The skimmer was waiting outside the base commander’s office building, and we piled in and zipped out of the walled compound.
The ride to Shire’s End was a quick one. It was fifteen minutes walking cross-country, and about five by vehicle, since the route by road was more circuitous.
Emmerson’s driving erred on the side of haste, however, and we were there in about three. I was pretty sure I’d suffered mild brain trauma as we bounced over a few of the potholes, and the contents of our heads were beaten against our skulls. And Lidek was a few shades paler than he was normally wont to be. “Your highspeed driving skills are to be commended,” he declared dryly, stepping out of the vehicle as he did so.
The boy beamed, seeming to miss the sarcasm. “Thank you, sir. I’ll wait here, for you and the mayor.”

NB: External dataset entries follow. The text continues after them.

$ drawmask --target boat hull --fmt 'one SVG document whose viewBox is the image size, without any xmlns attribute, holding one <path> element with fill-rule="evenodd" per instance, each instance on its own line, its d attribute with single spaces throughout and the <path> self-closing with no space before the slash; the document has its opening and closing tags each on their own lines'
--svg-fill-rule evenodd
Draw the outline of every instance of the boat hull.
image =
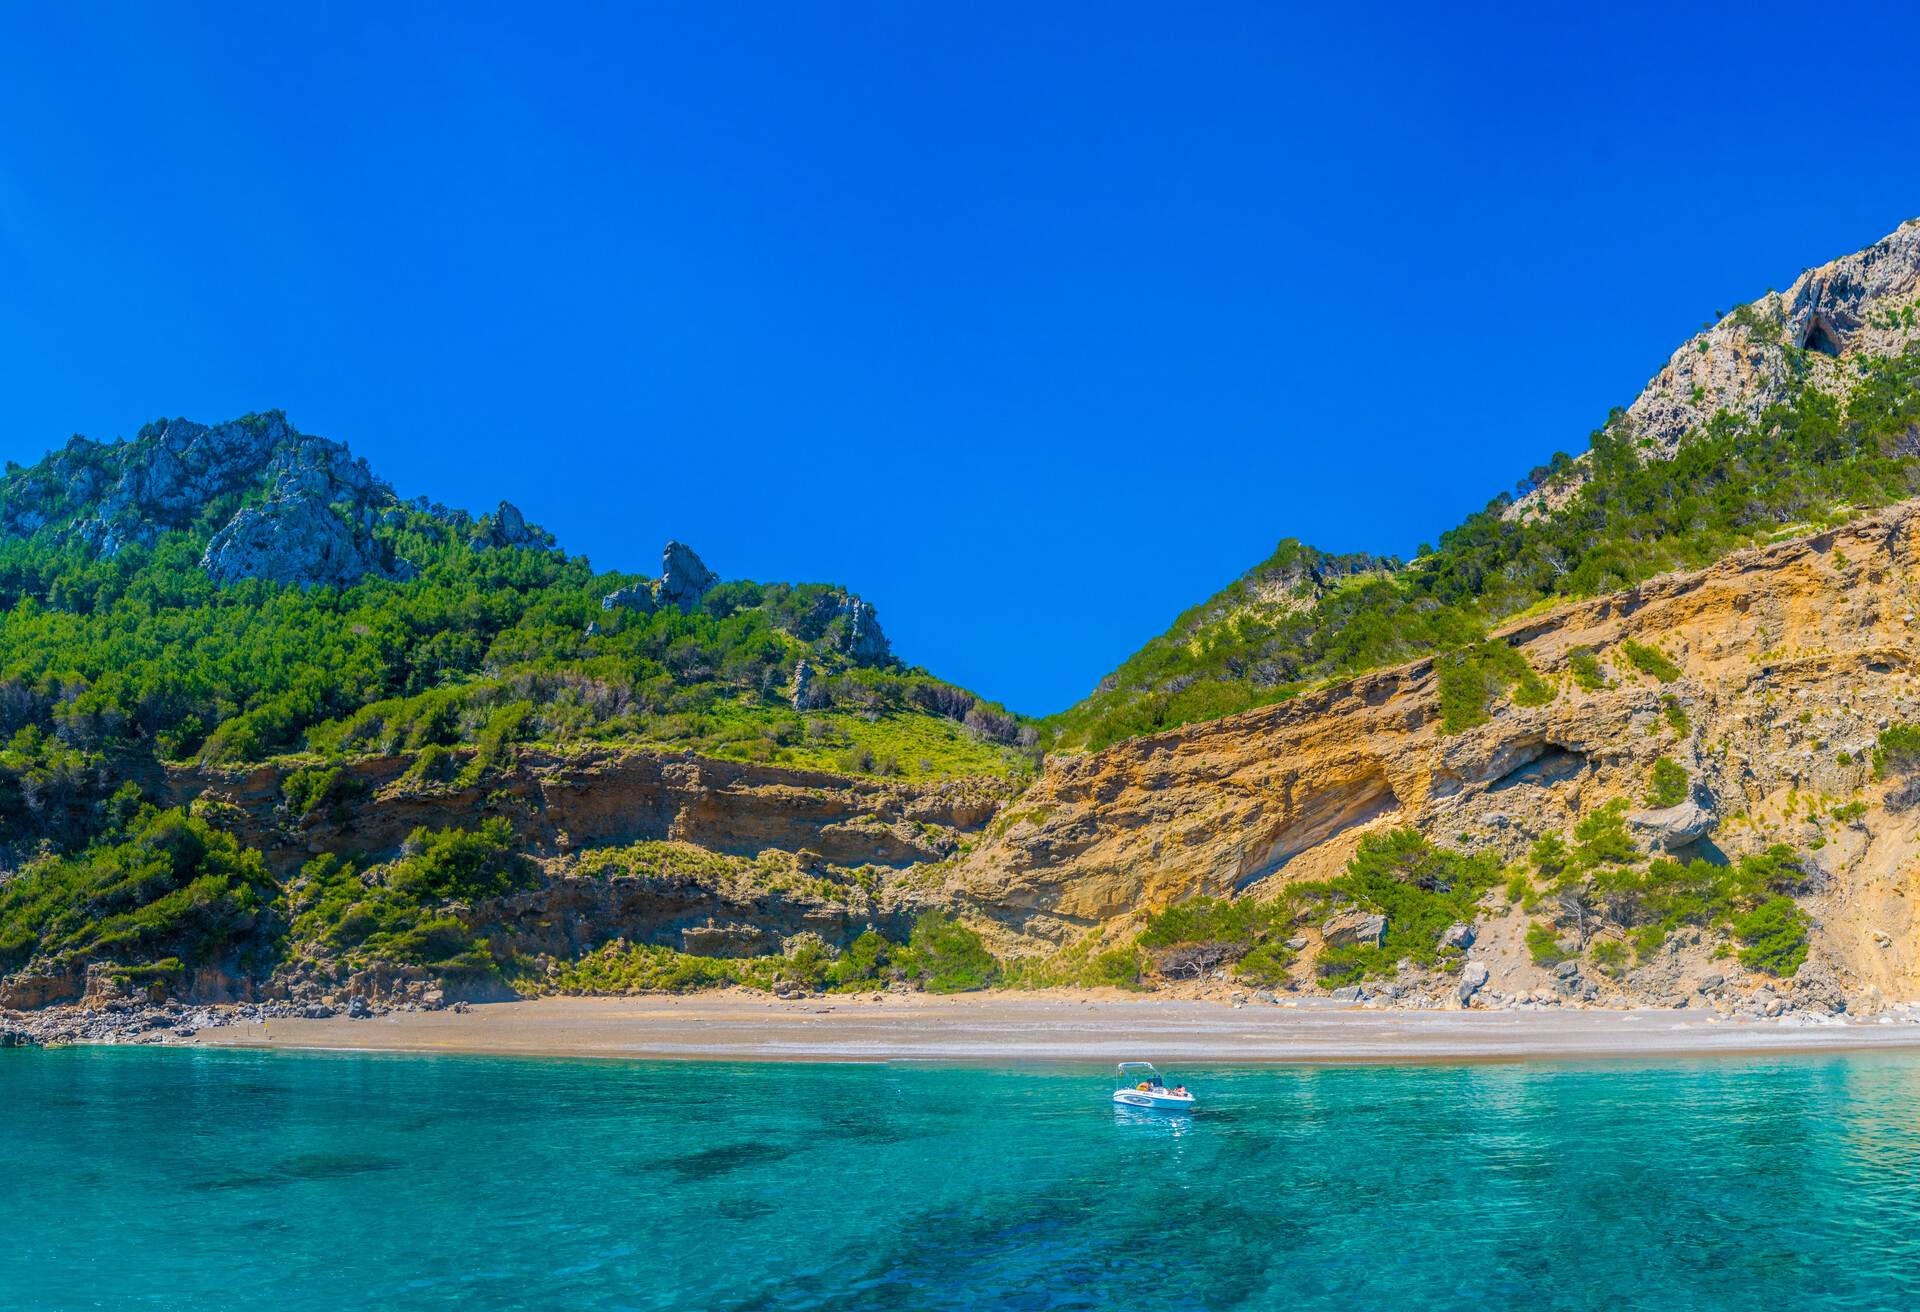
<svg viewBox="0 0 1920 1312">
<path fill-rule="evenodd" d="M 1115 1089 L 1113 1102 L 1116 1107 L 1133 1107 L 1153 1112 L 1190 1112 L 1193 1110 L 1192 1098 L 1180 1098 L 1171 1093 L 1145 1093 L 1139 1089 Z"/>
</svg>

“I assume that means we will have the pleasure of Squire Emmerson’s driving us to wherever we’re going, then,” Lidek harrumphed as we turned toward the mayor’s house.
“And you thought life in Shire’s End was going to be boring.”
We said no more as we entered the residence. The mayor’s house was the largest residential building in Shire’s End. Strictly speaking, my home – the Callaghan estate – just outside of town was as much a military installation as a residence. It had been built during and for war, with an old-fashioned stone keep, since plated in dragon fire-resistant metals. It was a pretty place, with a rugged charm. But it was built for function rather than form.